In fact, the NYT management's strategy may well have also accelerated the newspaper's circulation decline in its home market, which is evident in the steeper decline seen in the chart above, as the publishers and editors (the newspaper's management) have effectively chosen to ignore crafting a more successful product for its home market in favor of chasing higher circulation in the national market.

These problems are compounded by the New York Times' management's longstanding leftist tilt in the newspaper's news and editorial coverage, which effectively sabotages the newspaper's ability to successfully reach a wider, more politically diverse, audience by limiting the newspaper's attractiveness to consumers in that bigger market.

The New York Times' circulation decline is not limited to its weekday editions. The same trend of decline is evident even in the newspaper's larger Sunday circulation data. The chart below shows the trend in the New York Times' circulation since 1993:

New York Times' Sunday Circulation, 1993 through 2007

And for good measure, here's our table showing the data underlying the trends shown in the New York Times Sunday circulation chart:

New York Times Average Sunday Circulation, 1993 through 2007
Year Sunday Circulation Sunday Percentage of Total Circulation in NYC Sunday Circulation Within NYC Market Sunday Circulation Outside NYC Market Percentage Decline of Total Sunday Circulation
1993 1,783,900 63 1,123,857 660,043 0.0
1994 1,742,200 63 1,097,586 644,614 -2.3
1995 1,720,300 60 1,032,180 688,120 -3.6
1996 1,701,800 60 1,021,080 680,720 -4.6
1997 1,651,400 59 974,326 677,074 -7.4
1998 1,638,900 58 950,562 688,338 -8.1
1999 1,671,200 56 935,872 735,328 -6.3
2000 1,686,700 55 927,685 759,015 -5.4
2001 1,659,900 53 879,747 780,153 -7.0
2002 1,682,100 51 857,871 824,229 -5.7
2003 1,682,100 49 824,229 857,871 -5.7
2004 1,669,700 47 784,759 884,941 -6.4
2005 1,684,700 44 741,268 943,432 -5.6
2006 1,637,700 44 720,588 917,112 -8.2
2007 1,529,700 42 642,474 887,226 -14.2

The declines documented above reflect a worsening business situation for the New York Times, as lower circulation figures point to lower revenues realized through advertising and subscriptions. While the New York Times is now moving to grow its online presence and corresponding advertising revenues, online ads generate far less revenue than do traditional advertisements, which strains the company's financial performance.
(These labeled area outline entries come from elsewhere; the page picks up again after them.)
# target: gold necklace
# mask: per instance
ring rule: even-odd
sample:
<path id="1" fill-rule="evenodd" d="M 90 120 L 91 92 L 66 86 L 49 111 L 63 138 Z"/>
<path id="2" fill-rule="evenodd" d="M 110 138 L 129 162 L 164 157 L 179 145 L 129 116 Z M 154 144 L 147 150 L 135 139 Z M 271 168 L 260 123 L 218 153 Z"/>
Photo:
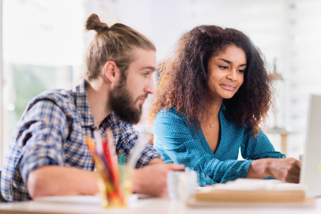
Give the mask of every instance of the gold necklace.
<path id="1" fill-rule="evenodd" d="M 211 124 L 210 124 L 210 125 L 211 126 L 211 128 L 212 128 L 213 127 L 213 125 L 215 123 L 215 122 L 216 122 L 216 120 L 217 120 L 217 118 L 219 118 L 219 116 L 219 116 L 219 115 L 217 115 L 217 116 L 216 116 L 216 118 L 215 118 L 215 120 L 214 121 L 214 122 L 213 124 L 212 124 L 212 125 L 211 125 Z"/>

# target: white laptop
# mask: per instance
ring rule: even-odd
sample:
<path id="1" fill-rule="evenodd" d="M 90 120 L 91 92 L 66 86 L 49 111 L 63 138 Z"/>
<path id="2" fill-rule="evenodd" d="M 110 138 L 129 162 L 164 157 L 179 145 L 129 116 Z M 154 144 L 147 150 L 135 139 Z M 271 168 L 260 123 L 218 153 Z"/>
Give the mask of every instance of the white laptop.
<path id="1" fill-rule="evenodd" d="M 306 197 L 321 196 L 321 96 L 310 98 L 300 183 L 307 188 Z"/>

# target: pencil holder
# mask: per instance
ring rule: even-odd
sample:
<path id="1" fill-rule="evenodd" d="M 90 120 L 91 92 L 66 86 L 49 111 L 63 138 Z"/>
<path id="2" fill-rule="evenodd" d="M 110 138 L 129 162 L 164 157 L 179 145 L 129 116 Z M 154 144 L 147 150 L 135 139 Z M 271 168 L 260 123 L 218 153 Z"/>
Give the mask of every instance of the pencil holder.
<path id="1" fill-rule="evenodd" d="M 104 208 L 127 207 L 128 197 L 132 193 L 132 170 L 122 166 L 119 166 L 118 170 L 119 177 L 115 177 L 114 182 L 111 182 L 110 177 L 106 176 L 104 165 L 97 164 L 97 182 L 101 195 L 100 204 Z"/>

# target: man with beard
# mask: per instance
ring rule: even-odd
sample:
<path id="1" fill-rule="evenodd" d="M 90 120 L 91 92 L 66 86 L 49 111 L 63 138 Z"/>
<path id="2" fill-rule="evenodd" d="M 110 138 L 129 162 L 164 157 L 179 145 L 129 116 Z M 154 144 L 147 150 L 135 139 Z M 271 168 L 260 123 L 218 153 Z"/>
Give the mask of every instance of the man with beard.
<path id="1" fill-rule="evenodd" d="M 91 15 L 86 29 L 97 34 L 88 49 L 83 79 L 73 90 L 46 91 L 30 101 L 17 125 L 1 178 L 5 201 L 98 192 L 93 160 L 84 141 L 99 130 L 112 130 L 116 153 L 126 161 L 138 134 L 142 106 L 155 88 L 155 48 L 121 24 L 110 27 Z M 134 192 L 167 193 L 166 175 L 183 167 L 165 164 L 146 142 L 133 175 Z"/>

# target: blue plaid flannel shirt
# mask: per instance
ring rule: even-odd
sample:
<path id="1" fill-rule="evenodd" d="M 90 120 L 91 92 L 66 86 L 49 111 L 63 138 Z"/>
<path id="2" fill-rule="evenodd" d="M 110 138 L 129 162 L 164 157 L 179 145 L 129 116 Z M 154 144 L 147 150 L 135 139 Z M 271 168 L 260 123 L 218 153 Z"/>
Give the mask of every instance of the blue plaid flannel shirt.
<path id="1" fill-rule="evenodd" d="M 1 177 L 1 193 L 7 201 L 31 199 L 26 181 L 29 173 L 41 166 L 57 165 L 88 170 L 95 168 L 84 141 L 93 136 L 95 125 L 87 99 L 85 83 L 72 90 L 45 91 L 31 100 L 16 127 L 5 159 Z M 116 152 L 125 154 L 125 161 L 139 137 L 131 124 L 112 113 L 99 127 L 102 135 L 112 129 Z M 136 167 L 153 158 L 163 160 L 153 146 L 146 146 Z"/>

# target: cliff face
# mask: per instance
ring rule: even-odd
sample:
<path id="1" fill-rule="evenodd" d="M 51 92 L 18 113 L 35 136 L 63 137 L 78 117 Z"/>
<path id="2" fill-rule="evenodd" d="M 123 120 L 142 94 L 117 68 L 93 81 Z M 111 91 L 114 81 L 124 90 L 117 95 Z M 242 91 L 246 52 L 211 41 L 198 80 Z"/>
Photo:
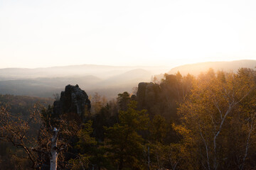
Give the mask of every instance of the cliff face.
<path id="1" fill-rule="evenodd" d="M 71 118 L 75 115 L 84 121 L 90 108 L 90 101 L 85 91 L 81 90 L 78 84 L 68 84 L 61 92 L 60 100 L 53 103 L 53 113 L 57 115 L 68 115 Z"/>
<path id="2" fill-rule="evenodd" d="M 159 101 L 159 95 L 160 87 L 159 84 L 139 83 L 137 94 L 139 108 L 149 109 L 149 107 L 154 106 Z"/>

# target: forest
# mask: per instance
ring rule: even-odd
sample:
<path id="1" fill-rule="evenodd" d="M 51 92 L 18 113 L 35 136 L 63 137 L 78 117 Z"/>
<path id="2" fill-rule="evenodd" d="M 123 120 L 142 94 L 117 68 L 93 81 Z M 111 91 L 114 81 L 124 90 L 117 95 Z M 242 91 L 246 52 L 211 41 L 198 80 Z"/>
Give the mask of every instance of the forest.
<path id="1" fill-rule="evenodd" d="M 82 90 L 0 95 L 0 169 L 255 169 L 255 69 L 166 74 L 111 100 Z"/>

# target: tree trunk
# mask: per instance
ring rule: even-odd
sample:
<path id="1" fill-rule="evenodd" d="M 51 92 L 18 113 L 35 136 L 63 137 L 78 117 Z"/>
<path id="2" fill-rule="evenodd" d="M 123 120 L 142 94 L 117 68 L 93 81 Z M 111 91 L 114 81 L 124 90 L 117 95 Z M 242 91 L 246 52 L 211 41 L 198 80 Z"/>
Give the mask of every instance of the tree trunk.
<path id="1" fill-rule="evenodd" d="M 59 130 L 55 128 L 53 128 L 53 136 L 51 140 L 51 148 L 50 148 L 50 170 L 57 170 L 57 161 L 58 161 L 58 148 L 57 140 L 58 137 Z"/>

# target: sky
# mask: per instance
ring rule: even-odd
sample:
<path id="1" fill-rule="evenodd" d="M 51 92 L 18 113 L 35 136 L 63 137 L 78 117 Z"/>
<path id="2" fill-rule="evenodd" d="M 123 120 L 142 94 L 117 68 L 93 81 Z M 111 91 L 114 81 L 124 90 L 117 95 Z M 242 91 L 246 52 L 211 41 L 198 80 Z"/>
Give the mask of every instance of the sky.
<path id="1" fill-rule="evenodd" d="M 0 68 L 256 60 L 256 1 L 0 0 Z"/>

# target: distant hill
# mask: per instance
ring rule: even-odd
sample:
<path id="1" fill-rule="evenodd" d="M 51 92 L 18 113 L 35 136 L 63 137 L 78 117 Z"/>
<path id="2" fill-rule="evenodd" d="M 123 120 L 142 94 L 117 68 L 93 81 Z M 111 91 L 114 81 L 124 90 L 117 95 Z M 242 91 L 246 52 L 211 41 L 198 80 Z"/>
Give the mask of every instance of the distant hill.
<path id="1" fill-rule="evenodd" d="M 182 75 L 188 73 L 198 76 L 201 72 L 206 72 L 210 68 L 215 71 L 223 70 L 225 72 L 236 72 L 239 68 L 246 67 L 255 69 L 256 60 L 237 60 L 232 62 L 209 62 L 192 64 L 186 64 L 171 69 L 168 74 L 176 74 L 178 71 Z"/>
<path id="2" fill-rule="evenodd" d="M 162 67 L 73 65 L 38 69 L 0 69 L 0 94 L 52 97 L 68 84 L 78 84 L 88 95 L 114 98 L 132 92 L 141 81 L 169 69 Z"/>

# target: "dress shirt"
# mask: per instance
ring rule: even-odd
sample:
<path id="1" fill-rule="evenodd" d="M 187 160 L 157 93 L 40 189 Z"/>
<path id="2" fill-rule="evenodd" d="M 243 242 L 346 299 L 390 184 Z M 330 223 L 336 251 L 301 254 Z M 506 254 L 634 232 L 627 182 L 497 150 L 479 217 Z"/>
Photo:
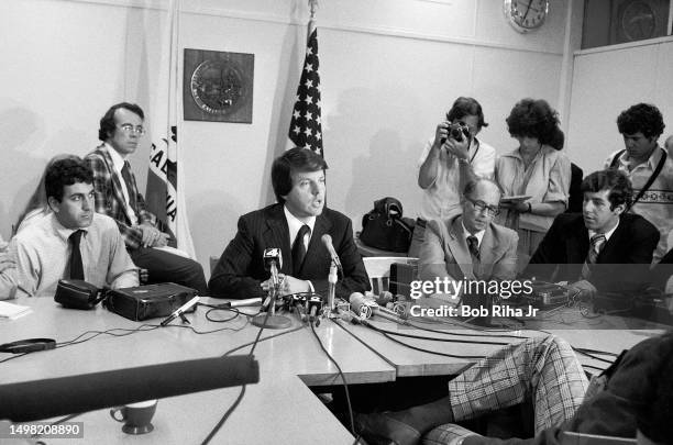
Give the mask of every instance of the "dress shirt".
<path id="1" fill-rule="evenodd" d="M 619 220 L 617 220 L 617 224 L 615 224 L 613 229 L 610 229 L 609 231 L 603 234 L 605 236 L 605 243 L 607 243 L 610 240 L 610 236 L 613 236 L 613 233 L 615 233 L 615 231 L 617 230 L 617 226 L 619 226 Z M 588 232 L 589 232 L 589 240 L 593 238 L 594 235 L 598 235 L 598 232 L 595 232 L 595 231 L 588 231 Z"/>
<path id="2" fill-rule="evenodd" d="M 299 230 L 302 225 L 308 225 L 310 232 L 304 235 L 304 248 L 308 252 L 308 244 L 311 242 L 311 236 L 313 236 L 313 226 L 316 225 L 316 216 L 310 216 L 307 222 L 300 221 L 297 216 L 290 213 L 287 209 L 287 205 L 283 205 L 283 212 L 285 213 L 285 220 L 287 221 L 287 226 L 290 233 L 290 246 L 295 243 L 295 238 L 299 234 Z M 297 277 L 295 277 L 297 278 Z M 309 283 L 309 288 L 311 292 L 316 291 L 313 283 L 311 280 L 306 280 Z"/>
<path id="3" fill-rule="evenodd" d="M 114 289 L 137 286 L 136 267 L 114 220 L 93 213 L 91 225 L 82 230 L 79 248 L 85 280 L 99 288 L 106 285 Z M 58 280 L 69 274 L 68 237 L 73 232 L 51 213 L 14 236 L 10 252 L 16 258 L 19 294 L 54 296 Z"/>
<path id="4" fill-rule="evenodd" d="M 482 240 L 484 240 L 484 234 L 486 233 L 485 230 L 483 231 L 478 231 L 476 233 L 470 233 L 470 231 L 467 229 L 465 229 L 465 223 L 463 221 L 461 221 L 461 225 L 463 226 L 463 237 L 465 238 L 465 243 L 467 243 L 467 237 L 468 236 L 474 236 L 477 238 L 477 247 L 482 246 Z M 467 244 L 470 245 L 470 244 Z"/>
<path id="5" fill-rule="evenodd" d="M 131 225 L 137 225 L 139 223 L 137 215 L 135 214 L 135 209 L 131 207 L 131 199 L 129 198 L 129 189 L 126 187 L 126 181 L 124 180 L 124 177 L 121 174 L 121 170 L 122 168 L 124 168 L 124 163 L 126 159 L 123 158 L 122 155 L 120 155 L 119 152 L 112 148 L 112 146 L 110 146 L 110 144 L 108 144 L 107 142 L 103 145 L 106 146 L 106 148 L 108 149 L 108 153 L 110 154 L 110 157 L 112 158 L 112 165 L 114 167 L 114 173 L 117 174 L 117 177 L 119 178 L 119 182 L 122 186 L 122 193 L 124 196 L 126 209 L 129 210 L 129 216 L 131 218 Z"/>
<path id="6" fill-rule="evenodd" d="M 304 222 L 304 221 L 299 221 L 297 216 L 291 214 L 290 211 L 287 210 L 287 207 L 283 205 L 283 211 L 285 212 L 285 219 L 287 220 L 287 226 L 290 231 L 289 232 L 290 233 L 290 246 L 295 244 L 295 238 L 297 237 L 297 234 L 299 233 L 299 229 L 301 229 L 302 225 L 306 224 L 311 230 L 309 233 L 304 235 L 304 247 L 306 248 L 306 251 L 308 251 L 308 244 L 311 241 L 311 236 L 313 236 L 313 226 L 316 225 L 316 216 L 311 216 L 309 218 L 307 222 Z"/>

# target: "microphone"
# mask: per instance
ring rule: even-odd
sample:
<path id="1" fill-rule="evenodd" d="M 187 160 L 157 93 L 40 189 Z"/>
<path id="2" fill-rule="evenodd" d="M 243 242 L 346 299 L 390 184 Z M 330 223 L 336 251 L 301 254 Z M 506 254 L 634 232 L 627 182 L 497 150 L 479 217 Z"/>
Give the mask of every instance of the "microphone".
<path id="1" fill-rule="evenodd" d="M 351 297 L 349 297 L 349 303 L 351 303 L 353 312 L 358 314 L 362 319 L 366 320 L 377 315 L 396 323 L 401 323 L 399 316 L 394 311 L 379 307 L 375 301 L 366 299 L 365 296 L 360 292 L 351 293 Z"/>
<path id="2" fill-rule="evenodd" d="M 329 236 L 329 235 L 328 235 Z M 328 315 L 334 310 L 336 300 L 336 265 L 330 265 L 330 275 L 328 276 Z"/>
<path id="3" fill-rule="evenodd" d="M 339 267 L 339 269 L 343 272 L 343 267 L 341 267 L 341 260 L 339 259 L 339 255 L 336 255 L 336 251 L 334 251 L 334 246 L 332 245 L 332 237 L 329 234 L 324 234 L 320 237 L 322 244 L 327 247 L 330 256 L 332 257 L 332 263 Z"/>
<path id="4" fill-rule="evenodd" d="M 0 385 L 0 419 L 30 422 L 260 381 L 250 355 Z"/>
<path id="5" fill-rule="evenodd" d="M 269 247 L 264 249 L 264 268 L 272 270 L 273 266 L 276 267 L 276 271 L 283 268 L 283 255 L 278 247 Z"/>
<path id="6" fill-rule="evenodd" d="M 161 322 L 159 324 L 162 326 L 165 326 L 166 324 L 170 323 L 172 321 L 174 321 L 177 316 L 183 316 L 183 314 L 185 312 L 187 312 L 188 310 L 191 309 L 191 307 L 194 307 L 196 303 L 199 302 L 199 297 L 195 297 L 191 300 L 187 301 L 185 304 L 183 304 L 181 307 L 179 307 L 178 309 L 176 309 L 175 312 L 173 312 L 170 315 L 168 315 L 163 322 Z M 185 319 L 186 320 L 186 319 Z"/>
<path id="7" fill-rule="evenodd" d="M 278 247 L 265 248 L 262 258 L 264 259 L 264 268 L 272 272 L 274 287 L 278 286 L 278 270 L 283 267 L 280 249 Z"/>
<path id="8" fill-rule="evenodd" d="M 257 298 L 246 298 L 245 300 L 234 300 L 228 303 L 224 303 L 227 308 L 242 308 L 244 305 L 258 305 L 262 304 L 262 299 Z"/>
<path id="9" fill-rule="evenodd" d="M 276 294 L 278 288 L 278 270 L 283 267 L 283 255 L 278 247 L 269 247 L 264 249 L 262 254 L 262 260 L 264 262 L 264 268 L 271 271 L 272 286 L 268 289 L 268 297 L 262 303 L 262 311 L 267 310 L 272 303 L 272 299 Z"/>
<path id="10" fill-rule="evenodd" d="M 375 302 L 367 300 L 360 292 L 351 293 L 351 297 L 349 297 L 349 303 L 351 303 L 352 311 L 364 320 L 372 318 L 372 307 L 376 304 Z"/>

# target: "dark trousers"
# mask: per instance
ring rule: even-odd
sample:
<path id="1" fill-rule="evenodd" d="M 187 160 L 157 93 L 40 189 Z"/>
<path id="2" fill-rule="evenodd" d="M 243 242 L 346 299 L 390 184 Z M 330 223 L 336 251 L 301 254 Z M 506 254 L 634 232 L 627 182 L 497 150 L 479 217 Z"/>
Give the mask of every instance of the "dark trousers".
<path id="1" fill-rule="evenodd" d="M 209 294 L 203 268 L 194 259 L 145 247 L 129 251 L 129 255 L 137 267 L 147 269 L 147 283 L 175 282 L 196 289 L 199 296 Z"/>

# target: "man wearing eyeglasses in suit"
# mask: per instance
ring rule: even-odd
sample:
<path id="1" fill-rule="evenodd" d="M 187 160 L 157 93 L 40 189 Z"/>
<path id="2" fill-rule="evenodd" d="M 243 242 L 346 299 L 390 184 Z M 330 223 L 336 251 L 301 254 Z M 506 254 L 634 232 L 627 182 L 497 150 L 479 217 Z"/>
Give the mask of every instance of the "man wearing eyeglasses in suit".
<path id="1" fill-rule="evenodd" d="M 419 258 L 421 280 L 515 279 L 519 237 L 515 231 L 493 222 L 499 212 L 500 197 L 497 183 L 479 178 L 465 186 L 462 214 L 428 223 Z M 441 294 L 435 297 L 446 299 L 443 293 L 451 292 L 438 293 Z M 456 304 L 460 296 L 448 297 Z"/>
<path id="2" fill-rule="evenodd" d="M 117 221 L 133 263 L 147 270 L 147 282 L 172 281 L 208 294 L 203 268 L 166 249 L 169 235 L 157 229 L 137 191 L 128 157 L 145 133 L 144 119 L 143 110 L 128 102 L 112 105 L 101 118 L 98 137 L 103 144 L 85 158 L 93 173 L 96 211 Z"/>

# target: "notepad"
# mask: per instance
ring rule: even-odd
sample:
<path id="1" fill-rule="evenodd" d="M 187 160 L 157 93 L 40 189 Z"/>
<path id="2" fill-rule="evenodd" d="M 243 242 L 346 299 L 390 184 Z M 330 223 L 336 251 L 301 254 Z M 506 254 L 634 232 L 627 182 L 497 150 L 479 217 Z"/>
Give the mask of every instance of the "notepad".
<path id="1" fill-rule="evenodd" d="M 515 194 L 510 197 L 500 198 L 500 202 L 518 202 L 526 201 L 527 199 L 530 199 L 530 194 Z"/>
<path id="2" fill-rule="evenodd" d="M 0 320 L 16 320 L 18 318 L 26 315 L 32 311 L 33 310 L 27 305 L 0 301 Z"/>

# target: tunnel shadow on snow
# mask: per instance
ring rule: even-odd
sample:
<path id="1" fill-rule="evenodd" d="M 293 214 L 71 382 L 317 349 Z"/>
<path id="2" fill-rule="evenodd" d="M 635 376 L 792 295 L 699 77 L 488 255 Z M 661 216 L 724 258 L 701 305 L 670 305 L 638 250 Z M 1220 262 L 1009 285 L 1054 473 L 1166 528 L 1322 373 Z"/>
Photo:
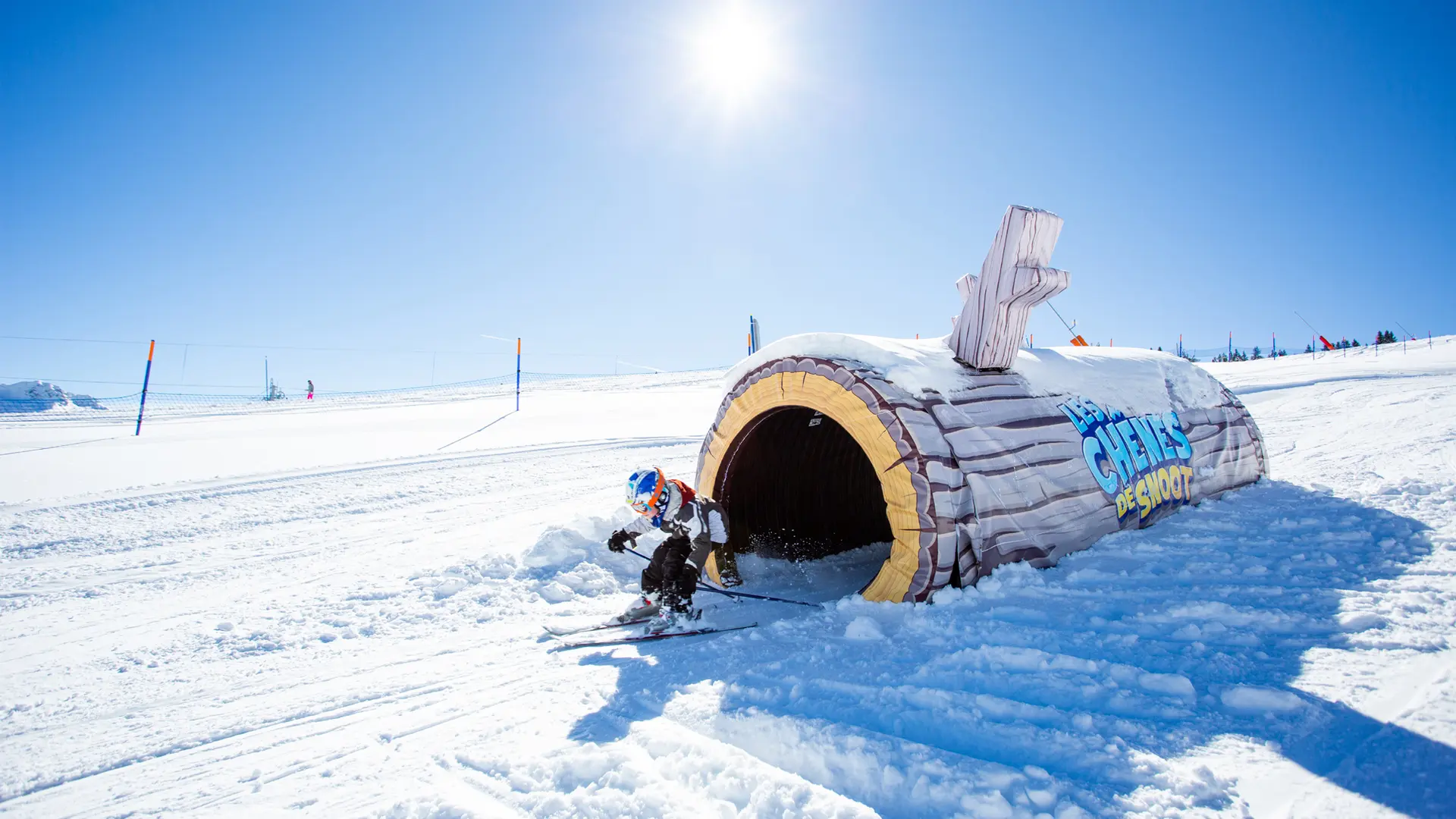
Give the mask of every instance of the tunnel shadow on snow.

This distress is evident in the newspaper's stock price, which we've shown from January 1998 through March 2008 (to date), in the chart below (via Yahoo! Finance):

New York Times' Stock Price, January 1993 through March 2008

The price of the New York Times' Company stock grew as the newspaper transitioned to become a national newspaper up until 2001, reflecting the peak of the newspaper's success with this strategy in holding off greater declines. However, since then, the company's stock price has dropped with its declining fortunes.